How We Cut LLM Context Waste by 74% — and Open-Sourced the Tool

We were building internal tools — AI agents that read codebases and answer questions about them. The agents worked, but the bills didn't make sense. We traced it to one problem: context waste. Every time an agent needed to understand a module, it read entire files, directory listings, grep results — 40–70% of the tokens it consumed contributed nothing to the answer. We were paying for the AI to read boilerplate.

So we built a tool to fix it. Then we realized it was useful enough to open-source.

Benchmark 1: Simple query

We started with a straightforward test. Same question, same codebase, two approaches.

The target: a production Python codebase — 844 files, FastAPI backend, React frontend, PostgreSQL, Celery workers, multiple service layers. A real project, not a toy.

The question: "Tell me the purpose of this project and how it works."

Approach 1: Standard AI agent tooling

The agent used its normal workflow — file search to find relevant files, content search to locate key functions, then reading specific files. Six tool calls. Navigated four files manually. Consumed roughly 9,200 tokens of context — but approximately 5,000 of those were file path listings from directory searches that provided zero answer content. Pure noise.

Approach 2: Mnemosyne

One command. mnemosyne query "Tell me the purpose of this project and how it works"

Returned 28 ranked chunks, 2,409 tokens. Every token was content — no file listings, no navigation overhead. The engine found relevant sections across project documentation, technical specifications, architecture notes, and sprint plans — several of which the standard approach never reached because the agent stopped after finding "enough" in the first few files.

The results

The numbers across every metric:

Metric	Standard Tools	Mnemosyne	Change
Tool calls	6	1	−83%
Context tokens	9,200	2,409	−74%
Noise tokens	5,000	0	−100%
Wall clock	~27s	~0.2s	−99%
Answer quality	Complete	Complete	Equivalent

74%

fewer tokens

99%

faster queries

dependencies

The answer quality was equivalent. Both approaches produced complete, accurate descriptions of the project's purpose and architecture. The difference was cost: one approach consumed almost four times the tokens and took over a hundred times longer to deliver the same result.

But this was an easy question. What happens when the query gets hard?

Benchmark 2: Complex domain-specific query

For the second benchmark, we chose a query that requires deep codebase understanding: "How can I improve the accuracy of the detection and classification pipeline?"

This is not a "what does the project do" question. Answering it requires finding a specific detection module buried in a 1,933-line file, understanding a dual regex/ML pipeline architecture, tracing pattern classification logic, and connecting implementation details to architecture documentation.
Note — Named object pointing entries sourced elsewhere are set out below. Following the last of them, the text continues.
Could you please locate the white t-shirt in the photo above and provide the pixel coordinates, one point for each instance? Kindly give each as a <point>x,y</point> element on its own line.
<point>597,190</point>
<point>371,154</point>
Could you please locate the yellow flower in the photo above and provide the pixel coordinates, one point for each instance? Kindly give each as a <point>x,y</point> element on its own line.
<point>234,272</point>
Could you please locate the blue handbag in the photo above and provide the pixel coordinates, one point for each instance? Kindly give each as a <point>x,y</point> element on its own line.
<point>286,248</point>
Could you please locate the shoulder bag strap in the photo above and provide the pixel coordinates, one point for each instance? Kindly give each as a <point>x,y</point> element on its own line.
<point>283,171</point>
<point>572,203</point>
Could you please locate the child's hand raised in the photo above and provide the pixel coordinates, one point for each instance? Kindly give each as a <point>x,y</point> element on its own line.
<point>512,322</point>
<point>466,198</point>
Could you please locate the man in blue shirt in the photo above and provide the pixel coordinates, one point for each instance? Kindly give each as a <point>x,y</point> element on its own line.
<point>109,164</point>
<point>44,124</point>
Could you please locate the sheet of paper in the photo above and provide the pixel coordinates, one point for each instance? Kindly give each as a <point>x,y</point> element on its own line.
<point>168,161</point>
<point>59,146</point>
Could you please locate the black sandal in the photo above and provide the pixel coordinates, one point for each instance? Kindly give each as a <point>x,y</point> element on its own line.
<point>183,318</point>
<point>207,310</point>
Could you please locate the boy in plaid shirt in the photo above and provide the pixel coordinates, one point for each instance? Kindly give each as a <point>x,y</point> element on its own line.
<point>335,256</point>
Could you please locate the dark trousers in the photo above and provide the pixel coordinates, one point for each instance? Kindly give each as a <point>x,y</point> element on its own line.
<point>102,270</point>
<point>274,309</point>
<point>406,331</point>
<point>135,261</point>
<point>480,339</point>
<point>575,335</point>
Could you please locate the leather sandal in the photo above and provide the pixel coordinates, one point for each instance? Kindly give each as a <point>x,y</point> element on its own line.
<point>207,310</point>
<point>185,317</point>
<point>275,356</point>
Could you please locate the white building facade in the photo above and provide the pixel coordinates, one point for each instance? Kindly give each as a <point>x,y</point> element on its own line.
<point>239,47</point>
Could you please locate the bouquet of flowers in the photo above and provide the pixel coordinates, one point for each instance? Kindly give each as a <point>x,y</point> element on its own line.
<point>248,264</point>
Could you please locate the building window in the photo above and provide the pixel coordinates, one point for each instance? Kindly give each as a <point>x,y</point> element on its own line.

The kind of question a developer asks when they're about to make changes.

Approach 1: Standard AI agent tooling

The agent needed 13 sequential tool calls across 72 seconds. It searched for detection-related symbols across the source tree (32 files matched), narrowed to core files, then read the primary detector module in six separate passes because the file was too large for a single read. It traced pattern definitions, discovered the ML pipeline branch, read negation and gating logic, and finally pulled in the architecture documentation for context.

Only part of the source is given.